Félix Régamey, Le Cahier rose de Mme Chrysanthème 1894
la Comtesse MATSOUKATA
ambassadrice à Paris
Vous étiez indulgente et bonne pour votre petite Chrysanthème, et si douce, au temps mille fois béni où, toute jeune, elle était votre humble servante.
Par votre exemple, autant que par vos leçons, vous m’avez appris la docilité, premier devoir de la femme, le plus apprécié de ses charmes.
Hélas, je ne suis plus une enfant, j’ai vingt ans, et mon expérience de la vie est déjà très rude.
Avec la sincérité que vous me connaisses, j’ai retracé pour vous seule, au jour le jour, les évènements qui ont rempli une phase poignante de mon existence et je vous dédie sans crainte ce petit cahier que j’ai arrosé souvent de mes larmes.
Je n’ai pas un instant essayé de lutter contre le destin, contre l’entraînement de mon cœur. J’ai voulu bien faire ; si je n’ai pas réussi, vous au moins ne me tiendrez pas rigueur, j’en suis certaine.
J’ai sous mon oreiller, dans le tiroir du makoura, une photographie, c’est un instantané pris à la dérobée par cette petite folle de Oyouki. Un homme, devant un miroir, vu de dos, absorbé dans sa propre contemplation.
Il ne me reste pas autre chose de celui qui, pendant tout un été, à tenu mon cœur dans ses dures mains — ô combien dures !
À la fin, mes amies l’avaient surnommé : Rhinocéros parfumé. C’était trop. Mais comment cet étranger a-t-il pu prendre un tel empire sur mon âme, qu’il semble n’avoir jamais eu la curiosité de pénétrer et qu’il n’a jamais su comprendre ? C’est ce que je ne saurais dire.
D’ailleurs je ne cherche plus à comprendre, moi non plus.
Les Chinois ont peut-être raison de traiter ces hommes, venus de l’Occident, de barbares et de diables rouges — lui pourtant était brun — et nous avons peut-être tort de les accueillir et de vouloir les imiter ?

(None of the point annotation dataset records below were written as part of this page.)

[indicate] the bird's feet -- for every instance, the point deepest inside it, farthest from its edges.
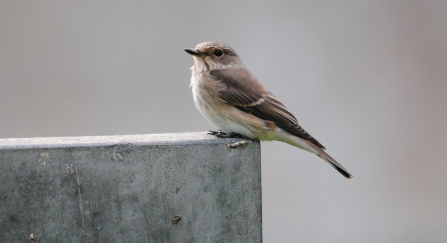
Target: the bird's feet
(222, 134)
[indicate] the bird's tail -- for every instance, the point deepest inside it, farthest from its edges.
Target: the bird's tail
(326, 157)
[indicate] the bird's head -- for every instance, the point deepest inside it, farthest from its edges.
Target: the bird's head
(212, 56)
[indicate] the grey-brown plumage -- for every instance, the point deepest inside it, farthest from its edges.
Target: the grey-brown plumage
(231, 98)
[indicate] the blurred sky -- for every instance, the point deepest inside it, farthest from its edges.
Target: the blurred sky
(368, 79)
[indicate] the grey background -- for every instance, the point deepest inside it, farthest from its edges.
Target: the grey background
(368, 79)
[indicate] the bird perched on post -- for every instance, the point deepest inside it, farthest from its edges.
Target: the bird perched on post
(231, 98)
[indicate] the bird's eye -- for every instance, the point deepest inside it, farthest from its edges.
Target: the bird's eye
(218, 53)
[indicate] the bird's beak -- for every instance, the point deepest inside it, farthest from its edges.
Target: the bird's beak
(193, 52)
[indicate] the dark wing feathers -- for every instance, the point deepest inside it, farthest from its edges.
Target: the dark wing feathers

N’était-ce pas un peu ce que vous me disiez jadis ?
Vous devez être plus à même d’en juger aujourd’hui que vous les voyez de plus près.
Mais que m’importe maintenant ? Il y a quelque chose de brisé en moi ; j’avais fait un trop beau rêve, contre toute raison ; il eût fallu un miracle pour qu’il se réalisât, et j’en étais bien indigne.
J’ai lu dans le « Tokio-Chimboum » que la mission du comte Matsoukata en Europe allait sans doute prendre fin bientôt. Quel bonheur ce serait pour moi de vous revoir ! Cet espoir, seul, peut me consoler dans ma détresse.
Avec grand respect, ma chère Marraine, je suis votre reconnaissante et dévouée servante jusqu’à la mort.
LE CAHIER ROSE
de
MADAME CHRYSANTHÈME
n rentrant à la maison je
trouve Oyouki, ma petite
voisine, tremblante et toute
défaite, et cela augmente
l’inquiétude que j’éprouvais
de ne l’avoir pas vue à la
fête du Jardin des Fleurs
où nous devions nous rencontrer.
Il s’est passé ceci : Un grand navire européen est arrivé hier ; il en est sorti des hommes bleus, le cou nu ; en bande ils se sont répandus par la ville, pénétrant dans les maisons, avec de gros éclats de voix, à la manière de leur pays sans doute.